Chapter 12. HBase Operational Management

Table of Contents

12.1. HBase Tools and Utilities
12.1.1. HBase hbck
12.1.2. HFile Tool
12.1.3. WAL Tools
12.1.4. Compression Tool
12.1.5. CopyTable
12.1.6. Export
12.1.7. Import
12.1.8. RowCounter
12.2. Node Management
12.2.1. Node Decommission
12.2.2. Rolling Restart
12.3. Metrics
12.3.1. Metric Setup
12.3.2. RegionServer Metrics
12.4. HBase Monitoring
12.5. Cluster Replication
12.6. HBase Backup
12.6.1. Full Shutdown Backup
12.6.2. Live Cluster Backup - Replication
12.6.3. Live Cluster Backup - CopyTable
12.6.4. Live Cluster Backup - Export
12.7. Capacity Planning
12.7.1. Storage
12.7.2. Regions
This chapter will cover operational tools and practices required of a running HBase cluster. The subject of operations is related to the topics of Chapter 11, Troubleshooting and Debugging HBase, Chapter 10, Performance Tuning, and Chapter 2, Configuration but is a distinct topic in itself.

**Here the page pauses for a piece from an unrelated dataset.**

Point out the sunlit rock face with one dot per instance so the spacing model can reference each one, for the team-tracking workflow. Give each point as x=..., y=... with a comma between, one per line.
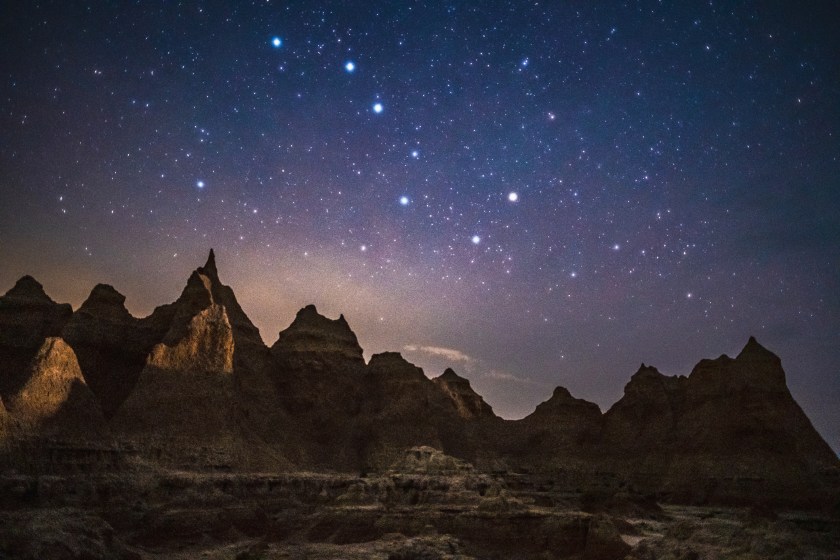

12.1. HBase Tools and Utilities

Here we list HBase tools for administration, analysis, fixup, and debugging.

12.1.1. HBase hbck

An fsck for your HBase install

To run hbck against your HBase cluster run

$ ./bin/hbase hbck

At the end of the commands output it prints OK or INCONSISTENCY. If your cluster reports inconsistencies, pass -details to see more detail emitted. If inconsistencies, run hbck a few times because the inconsistency may be transient (e.g. cluster is starting up or a region is splitting). Passing -fix may correct the inconsistency (This latter is an experimental feature).

12.1.2. HFile Tool

See Section 8.6.4.2.2, “HFile Tool”.

12.1.3. WAL Tools

12.1.3.1. HLog tool

The main method on HLog offers manual split and dump facilities. Pass it WALs or the product of a split, the content of the recovered.edits. directory.

You can get a textual dump of a WAL file content by doing the following:

 $ ./bin/hbase org.apache.hadoop.hbase.regionserver.wal.HLog --dump hdfs://example.org:8020/hbase/.logs/example.org,60020,1283516293161/10.10.21.10%3A60020.1283973724012 

The return code will be non-zero if issues with the file so you can test wholesomeness of file by redirecting STDOUT to /dev/null and testing the program return.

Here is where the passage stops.